Unfortunately, Dengvaxia “performs differently in seropositive versus seronegative individuals.”

“In areas of 70% dengue seroprevalence, over a 5-year follow-up, for every 4 severe cases prevented in seropositive, there would be one excess severe case in seronegative per 1,000 vaccinees; for every 13 hospitalizations prevented in seropositive vaccinees, there would be 1 excess hospitalization in seronegative vaccinees per 1,000 vaccinees.”

WHO on Questions and Answers on Dengue Vaccines

If you have never had dengue before and you are vaccinated, you are at risk for a severe infection if you do get dengue. On the other hand, if you are unvaccinated, you are at even greater risk of getting dengue, a life-threatening infection. Fortunately, the first episode of dengue is usually fairly mild.

The problem occurs if your antibody levels have dropped enough, which can cause you to have a severe case of dengue the second time. The process is called antibody-dependent enhancement and has to do with antibody levels, either natural or vaccine induced. So it can occur whether or not you are vaccinated, although getting Dengvaxia, an attenuated, live vaccine, can act as a primary dengue infection.

“These differing epidemiological features support the conclusion that antibody dependent enhanced (ADE) dengue disease occurred in seronegatives who were sensitized by vaccine. As hospitalizations continue to occur in all age groups Dengvaxia consumers should be warned that sensitized vaccinated seronegatives will experience enhanced dengue disease into the forseeable future.”

Scott Halstead on Dengvaxia sensitizes seronegatives to vaccine enhanced disease regardless of age.

It is something that dengue researcher Scott Halstead warned folks about as soon as he saw the first published study on Dengvaxia.

But why would you need a vaccine if you have already had dengue?

“In humans recovery from infection by one dengue virus provides lifelong immunity against that particular virus serotype. However, this immunity confers only partial and transient protection against subsequent infection by the other three serotypes of the virus. Evidence points to the fact that sequential infection increases the risk of developing severe dengue.”

WHO on Dengue control

There are four serotypes of dengue.

So if you aren’t vaccinated, you are at risk to get dengue multiple times.

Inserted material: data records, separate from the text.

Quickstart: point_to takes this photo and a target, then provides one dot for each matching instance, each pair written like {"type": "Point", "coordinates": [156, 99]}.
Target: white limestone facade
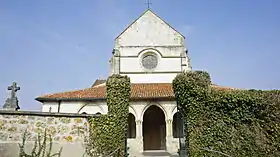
{"type": "Point", "coordinates": [148, 36]}
{"type": "Point", "coordinates": [148, 51]}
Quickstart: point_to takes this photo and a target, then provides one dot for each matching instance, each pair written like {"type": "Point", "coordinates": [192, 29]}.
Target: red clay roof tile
{"type": "Point", "coordinates": [138, 91]}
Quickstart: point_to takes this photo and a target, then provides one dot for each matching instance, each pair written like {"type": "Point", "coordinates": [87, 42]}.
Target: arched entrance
{"type": "Point", "coordinates": [154, 130]}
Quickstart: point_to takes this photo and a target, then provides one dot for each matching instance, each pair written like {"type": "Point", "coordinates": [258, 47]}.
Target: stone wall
{"type": "Point", "coordinates": [67, 130]}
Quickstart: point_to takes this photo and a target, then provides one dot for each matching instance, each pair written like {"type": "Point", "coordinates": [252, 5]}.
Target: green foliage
{"type": "Point", "coordinates": [107, 133]}
{"type": "Point", "coordinates": [233, 122]}
{"type": "Point", "coordinates": [42, 147]}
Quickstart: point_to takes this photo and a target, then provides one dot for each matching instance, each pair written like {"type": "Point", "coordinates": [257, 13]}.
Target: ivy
{"type": "Point", "coordinates": [233, 122]}
{"type": "Point", "coordinates": [108, 132]}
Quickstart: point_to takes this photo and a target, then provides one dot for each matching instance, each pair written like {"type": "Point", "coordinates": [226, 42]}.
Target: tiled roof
{"type": "Point", "coordinates": [138, 91]}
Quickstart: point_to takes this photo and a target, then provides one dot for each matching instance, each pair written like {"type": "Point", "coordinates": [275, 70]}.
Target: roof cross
{"type": "Point", "coordinates": [148, 3]}
{"type": "Point", "coordinates": [14, 88]}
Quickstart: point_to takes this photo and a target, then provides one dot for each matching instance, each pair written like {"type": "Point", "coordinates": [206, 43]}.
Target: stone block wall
{"type": "Point", "coordinates": [67, 130]}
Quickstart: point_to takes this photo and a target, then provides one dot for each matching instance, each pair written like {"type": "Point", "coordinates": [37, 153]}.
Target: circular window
{"type": "Point", "coordinates": [149, 61]}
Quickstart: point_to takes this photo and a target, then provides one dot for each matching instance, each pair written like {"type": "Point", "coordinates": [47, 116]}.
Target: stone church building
{"type": "Point", "coordinates": [151, 52]}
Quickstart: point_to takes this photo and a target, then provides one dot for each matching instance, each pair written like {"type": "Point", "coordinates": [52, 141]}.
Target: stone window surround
{"type": "Point", "coordinates": [149, 51]}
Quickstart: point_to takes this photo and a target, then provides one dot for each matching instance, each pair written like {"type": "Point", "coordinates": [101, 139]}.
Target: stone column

Tragically, about 800,000 children in the Philippines were given Dengvaxia in a universal immunization program without checking to see if they had dengue first. And it likely led to some severe cases of dengue and deaths. This led to the vaccine being banned in that country and is thought to be one of the causes behind their current measles outbreak, as their Dengvaxia controversy led to more vaccine hesitancy.

And it will lead to more folks getting dengue. Instead of a ban, they should likely be more picky about who they give the vaccine to, either confirming that recipients have already had dengue (titer test) or only giving the vaccine to older kids.

Dengvaxia for Dengue Fever

Do you need Dengvaxia?

Remember, Dengvaxia is only for those living in endemic areas and in the United States, dengue is only endemic in the U.S. territories of American Samoa, Guam, Puerto Rico, and the U.S. Virgin Islands.

Do you need Dengvaxia if you are simply traveling to one of these areas?

Since Dengvaxia is not approved for those who haven’t had a dengue infection before, you likely wouldn’t get it just for traveling to an endemic area, unless perhaps you routinely travel to an endemic area and have had dengue already. A titer test can confirm a previous dengue infection, but there is no indication to get vaccinated for travel yet.

Also, while in other countries it is available for use between 9 and 45 years, in the United States, Dengvaxia is only approved for children between 9 and 16 years of age.